Келлер разгладила складки на коричневых капроновых брюках.
– Да. Судя по всему, мисс Кинг умерла примерно в пять тридцать пять после полудня. Никаких увечий, кроме вскрытого горла, мы не обнаружили.
– Я уже была дома в это время! – воскликнула я. – Моя подруга, Женевьева Фиоре подтвердит это!
– Завтра в полицейском участке, – Уайт строго кивнула мне. – Жду вас. Вместе с подругой. Всего хорошего.
Все присутствующие растерянными взглядами проводили женщину. Вновь звякнул колокольчик – немой свидетель всего происходящего.

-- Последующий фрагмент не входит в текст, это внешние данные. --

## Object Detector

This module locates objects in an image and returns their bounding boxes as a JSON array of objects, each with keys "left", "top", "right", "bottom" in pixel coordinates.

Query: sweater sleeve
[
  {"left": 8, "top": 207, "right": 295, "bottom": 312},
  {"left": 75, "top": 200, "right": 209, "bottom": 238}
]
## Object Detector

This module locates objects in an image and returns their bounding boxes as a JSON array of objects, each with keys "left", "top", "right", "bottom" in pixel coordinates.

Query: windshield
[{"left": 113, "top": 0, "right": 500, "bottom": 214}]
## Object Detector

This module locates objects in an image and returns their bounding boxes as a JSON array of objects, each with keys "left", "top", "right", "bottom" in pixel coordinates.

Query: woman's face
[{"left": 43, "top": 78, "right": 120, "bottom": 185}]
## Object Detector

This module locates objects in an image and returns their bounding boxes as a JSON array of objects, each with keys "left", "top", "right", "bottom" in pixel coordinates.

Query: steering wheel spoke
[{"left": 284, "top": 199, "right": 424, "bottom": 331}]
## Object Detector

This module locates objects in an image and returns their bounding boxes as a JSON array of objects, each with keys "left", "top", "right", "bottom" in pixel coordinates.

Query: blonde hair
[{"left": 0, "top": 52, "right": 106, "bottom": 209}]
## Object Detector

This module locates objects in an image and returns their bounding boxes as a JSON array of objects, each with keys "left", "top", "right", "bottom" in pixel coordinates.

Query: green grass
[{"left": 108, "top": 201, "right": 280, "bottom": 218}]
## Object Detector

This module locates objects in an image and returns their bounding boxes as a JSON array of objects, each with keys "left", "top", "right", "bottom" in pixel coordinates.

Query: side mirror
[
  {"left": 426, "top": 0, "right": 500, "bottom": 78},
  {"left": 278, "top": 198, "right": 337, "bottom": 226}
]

– Моей работницы, – повторила я и взглянула на начальницу. – Это значит…
– Пока ты работаешь в «Бино», Оливия, – сухо произнесла Келлер. – Мои работники – моя семья. Несмотря на то, что ты отвратительно повела себя вчера в зале, ты не заслуживаешь того, чтобы тебя тут же поперли. Ты трудолюбивая девушка, – Келлер наклонилась ко мне, – но, если твою вину все же докажут, я позабочусь о том, чтобы ты не смогла найти работу во всем Пайнберри.
– Справедливо, – грустно усмехнулась я.
Я неуверенно смотрела на телефон, не осмеливаясь позвонить Джи. С одной стороны, меня грызла совесть, но в то же время выступала гордость. Она сказала, что я постоянно ною.
И это правда.
Но нет, это не так! Я всегда интересуюсь ее проблемами и
Господи, да ты ни разу не дослушала её до конца.
жизнью, но она этого в упор не видит.
Нет, я должна позвонить ей и просто обязана извиниться. Друзья должны держаться вместе, особенно тогда, когда от них зависит, попадёшь ты за решетку или нет. Я коротко вздохнула, нажала на номер Джи и с замиранием сердца услышала гудки. И ещё раз гудки. И опять гудки.
Гудящую тишину нарушил громкий треск и недовольный голос, брызнувший из динамика:
– Что тебе нужно? Я занята.
– Джи, – я прижалась к телефону так, словно это был шест, тянущий меня из болота. – Джи, ох, Джи, не бросай трубку. У меня проблемы, я вляпалась по самое…
– Триппер?
– Что? – я отняла телефон от уха и взглянула на дисплей. Я точно туда, куда надо, попала?
– Ну, триппер, сифилис, гонорея. Что ты подцепила? А, я поняла, подожди. Лобковые вши.
– Эй! – я покраснела от обиды. – Что это ещё за разговоры?!
– Извини, я не знаю, чем лечить твои напасти. Всего хорошего, Оливия.
– Я в тюрьме! – закричала я первое, что пришло в голову.
В телефоне повисло молчание. Послышался какой-то треск, шелест, и я, зажмурившись, молила всех богов, чтобы Джи не сбросила звонок. Но вместо того, чтобы прервать беседу с непутевой подругой, она вдруг заговорила тихим тревожным голосом:
– Что ты натворила, Йеллоувуд?
Я почувствовала, как мои плечи, напряжённо поднятые с начала разговора, начинают опускаться. Если Фиоре говорит в таком тоне, да еще и задает подобные вопросы, значит, она меня простила.